5 Frutta secca a guscio
Diversi studi hanno dimostrato un effetto protettivo della frutta secca, in particolare delle noci, sul cuore. La sinergia di diversi composti bioattivi presenti nelle noci modificano non solo il colesterolo cattivo e i trigliceridi, ma anche altri fattori di rischio come pressione sanguigna e infiammazione.
Il consiglio: una porzione di frutta secca al giorno, non maggiore di 30 g.


6 Legumi
I legumi (ovvero, fagioli, ceci, piselli, lenticchie, fave, soia, cicerchie e lupini) hanno un elevato contenuto di fibre solubili che riducono l’assorbimento di colesterolo dal lume intestinale, ma l’effetto positivo sul colesterolo nel sangue è dovuto anche ad altri composti di cui i legumi sono ricchi, come le proteine e i fitosteroli.
Il consiglio: bisognerebbe consumare legumi almeno 3 volte a settimana in sostituzione della carne o del formaggio, variandone i tipi.

7 Sardine, pesce azzurro
Gran parte dei benefici sul cuore del pesce azzurro sono dovuti al loro contenuto di acidi grassi omega 3. Questi, pur non modificando i livelli di colesterolo del sangue, riducono i trigliceridi e hanno diversi effetti positivi sul sistema cardiovascolare. Inoltre, il pesce azzurro di piccole dimensioni (come le sardine) ha meno mercurio rispetto a pesci più grossi e questo è sicuramente un vantaggio.
Il consiglio: è meglio mangiare le sardine fresche, ma anche in scatola mantengono le loro proprietà positive.

8 Semi di chia, sesamo, lino
Un'alternativa vegetale per fare il pieno di omega 3 è rappresentata dai semi di Chia, sesamo e lino che, oltre ad essere ricchi di questi preziosi acidi grassi, contengono anche fibre, proteine e sostanze antiossidanti.
Il consiglio: questi semi possono essere consumati al naturale oppure aggiunti a zuppe, insalate, cereali per la colazione e prodotti da forno.

9 Tè verde
Il tè verde è particolarmente ricco di antiossidanti (chiamati “catechine”) e ha diverse proprietà protettive per il cuore, tra cui una lieve riduzione del colesterolo cattivo nel sangue.
Il consiglio: attenzione all’assunzione di te verde se si utilizzano farmaci, perché potrebbero esserci delle interazioni.

10 Yogurt
Gli studi su yogurt e yogurt probiotici stanno dando risultati promettenti sulla riduzione del colesterolo cattivo, anche se l’effetto è modesto.
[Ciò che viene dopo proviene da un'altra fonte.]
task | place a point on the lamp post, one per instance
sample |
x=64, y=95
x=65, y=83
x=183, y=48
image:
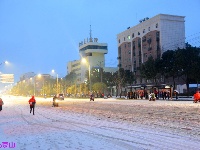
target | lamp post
x=85, y=61
x=53, y=71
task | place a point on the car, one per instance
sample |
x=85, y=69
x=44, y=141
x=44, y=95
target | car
x=59, y=96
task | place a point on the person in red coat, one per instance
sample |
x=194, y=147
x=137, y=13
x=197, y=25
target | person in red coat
x=32, y=102
x=1, y=103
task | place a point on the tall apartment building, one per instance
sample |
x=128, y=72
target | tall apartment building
x=94, y=53
x=151, y=37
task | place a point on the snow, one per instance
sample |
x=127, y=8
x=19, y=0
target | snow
x=74, y=128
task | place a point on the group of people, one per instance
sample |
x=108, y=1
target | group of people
x=31, y=101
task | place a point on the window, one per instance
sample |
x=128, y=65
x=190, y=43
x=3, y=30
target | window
x=156, y=25
x=144, y=39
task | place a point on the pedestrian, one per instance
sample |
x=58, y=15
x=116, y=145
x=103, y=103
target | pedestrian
x=1, y=103
x=32, y=102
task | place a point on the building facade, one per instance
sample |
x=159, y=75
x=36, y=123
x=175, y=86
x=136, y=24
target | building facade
x=151, y=37
x=94, y=54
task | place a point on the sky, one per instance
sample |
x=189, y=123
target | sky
x=41, y=35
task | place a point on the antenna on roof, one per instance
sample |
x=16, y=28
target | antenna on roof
x=90, y=34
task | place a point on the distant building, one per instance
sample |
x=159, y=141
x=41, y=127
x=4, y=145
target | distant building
x=27, y=76
x=151, y=37
x=94, y=53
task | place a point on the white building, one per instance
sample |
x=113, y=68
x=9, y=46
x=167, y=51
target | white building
x=94, y=53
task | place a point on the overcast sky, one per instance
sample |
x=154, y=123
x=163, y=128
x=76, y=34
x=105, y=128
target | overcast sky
x=41, y=35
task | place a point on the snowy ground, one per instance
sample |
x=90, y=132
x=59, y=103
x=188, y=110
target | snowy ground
x=104, y=124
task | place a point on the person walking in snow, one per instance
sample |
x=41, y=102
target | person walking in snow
x=32, y=102
x=1, y=103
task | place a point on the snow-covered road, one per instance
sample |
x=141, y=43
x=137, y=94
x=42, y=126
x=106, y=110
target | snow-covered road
x=57, y=129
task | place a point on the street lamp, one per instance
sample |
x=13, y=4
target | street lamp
x=5, y=62
x=85, y=61
x=53, y=71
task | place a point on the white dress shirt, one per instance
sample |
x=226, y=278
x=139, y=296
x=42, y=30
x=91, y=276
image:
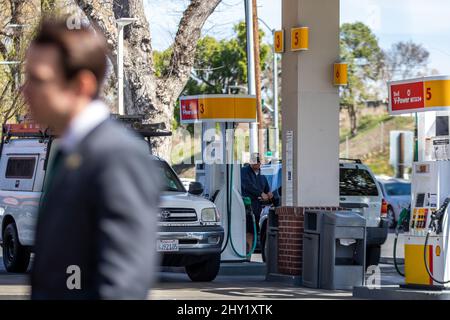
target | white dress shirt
x=94, y=114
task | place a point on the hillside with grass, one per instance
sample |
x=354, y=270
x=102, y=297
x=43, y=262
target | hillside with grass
x=371, y=143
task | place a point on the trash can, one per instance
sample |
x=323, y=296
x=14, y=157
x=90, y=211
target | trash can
x=333, y=249
x=343, y=250
x=272, y=243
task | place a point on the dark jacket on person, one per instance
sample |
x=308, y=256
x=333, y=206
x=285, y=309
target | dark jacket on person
x=98, y=218
x=252, y=185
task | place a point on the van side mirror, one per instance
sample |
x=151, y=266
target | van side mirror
x=195, y=188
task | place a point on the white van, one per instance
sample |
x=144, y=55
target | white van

Tuttavia, lo yogurt, oltre ad essere il probiotico per eccellenza, è anche una buona fonte di calcio, proteine e vitamine.
Il consiglio: lo yogurt può essere consumato in diversi momenti della giornata, dalla colazione agli spuntini.

11 Zucca
Povera di calorie, ma naturalmente ricca di fibre, la zucca è un ortaggio dalle indiscusse qualità antiossidanti; i benefici sulla colesterolemia non sono del tutto provati, ma il buon contenuto di antiossidanti ne fa un alleato per il cuore.
Il consiglio: via libera alla creatività, in questa stagione si può utilizzare la zucca in molteplici ricette.